One such investment that should be highly considered is Granite Real Estate Investment Trust (NYSE:GRP), a real estate business focused on industrial units. The company may not be well known since its market cap is “only” $1.91 billion, but there are plenty of reasons to care.
Granite has a presence in many countries, including the U.S., Canada, United States, Spain, the U.K., and Germany. Some of its more notable tenants are Cardinal Health Inc (NYSE:CAH), Magna International Inc. (NYSE:MGA), Daimler AG (OTCMKTS:DDAIF) and Siemens AG (ETR:SIE), just to name a few. Having tenants with strong businesses has helped Granite greatly, since it means the contracts are for the long term, with an average length greater than six years. This keeps revenue steady and makes the future outlook easier to determine. (Source: “Tenants,” Granite Real Estate Investment Trust, last accessed August 2, 2017.)
The industry’s high barrier of entry protects Granite’s revenue as well. In the unlikely event that a real estate investor or new company wants some of Granite’s market share, they will first need a large amount of cash to purchase their initial industrial properties. Then there are the additional charges, such as legal fees and traveling costs, which can add up quickly.

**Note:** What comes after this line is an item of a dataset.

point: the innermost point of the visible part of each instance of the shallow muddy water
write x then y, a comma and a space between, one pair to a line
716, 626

There is also the matter of the required business expertise, since every country has different rules and guidelines regarding real estate.
Also Read:
10 Best Real Estate Stocks to Own in 2017
REIT ETF List: Earn Regular Income from These Real Estate ETFs
Another reason to consider Granite is the diversification that has been taking place over the last few years. In 2011, the company owned a total of 105 properties, consisting of 90 multi-purpose facilities and 15 special purpose ones. Magna was the largest tenant at the time, accounting for 97% of the total annual lease payments. But today is a much different story, with Granite’s 92 total properties made up of 62 multi-purpose, 18 modern logistics warehouses, and 12 special purpose properties. As for Magna, it now accounts for 76% of total revenue, an amount that management hopes to further decrease. (Source: “Investor Presentation,” Granite Real Estate Investment Trust, May 31, 2017.)
Get Paid from a Global Company
Investing into new segments of the market and broadening the tenant base have helped increase Granite’s dividend. The current dividend, paid monthly, is $0.217 per share, and since 2013, it has seen an increase of 25%. The dividend yield is 5.07% at this time, based on a trading price of $40.25.

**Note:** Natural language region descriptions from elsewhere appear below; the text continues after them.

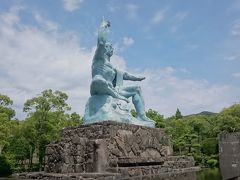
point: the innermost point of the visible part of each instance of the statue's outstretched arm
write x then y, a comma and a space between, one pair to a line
127, 76
102, 32
102, 38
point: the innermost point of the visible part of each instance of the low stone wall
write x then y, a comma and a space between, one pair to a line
112, 150
95, 147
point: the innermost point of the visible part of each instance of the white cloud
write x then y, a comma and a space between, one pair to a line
71, 5
128, 41
47, 24
132, 10
236, 75
34, 59
233, 57
181, 15
159, 16
166, 92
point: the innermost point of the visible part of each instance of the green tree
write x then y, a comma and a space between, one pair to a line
45, 118
158, 118
178, 114
229, 119
6, 114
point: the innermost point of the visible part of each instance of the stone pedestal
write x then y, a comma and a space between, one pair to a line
125, 150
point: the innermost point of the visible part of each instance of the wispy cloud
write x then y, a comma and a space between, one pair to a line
34, 59
132, 10
233, 57
159, 16
181, 15
165, 92
128, 41
12, 16
45, 23
71, 5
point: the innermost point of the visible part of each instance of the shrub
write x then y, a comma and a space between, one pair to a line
5, 167
212, 163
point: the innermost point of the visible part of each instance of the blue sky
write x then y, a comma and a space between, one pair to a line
188, 50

With a beta of 0.37 times, GRP stock’s share price only has about one-third the volatility of the overall markets. This means that if the market fell by one percent for five straight days, leaving it at negative five percent, Granite would see an average negative return of 1.85%, preserving investor capital.
The Bottom Line on GRP Stock
Granite is a mid-cap company that features a high dividend yield. And even though it doesn’t have the notoriety of being a large-cap company, it still has all the characteristics of one. This is why it is important to always look deeper into the company and not take it as face value.
Granite Real Estate Investment Trust’s diversified business and low volatility help create shareholder value over the long term. Consider giving GRP stock a closer look.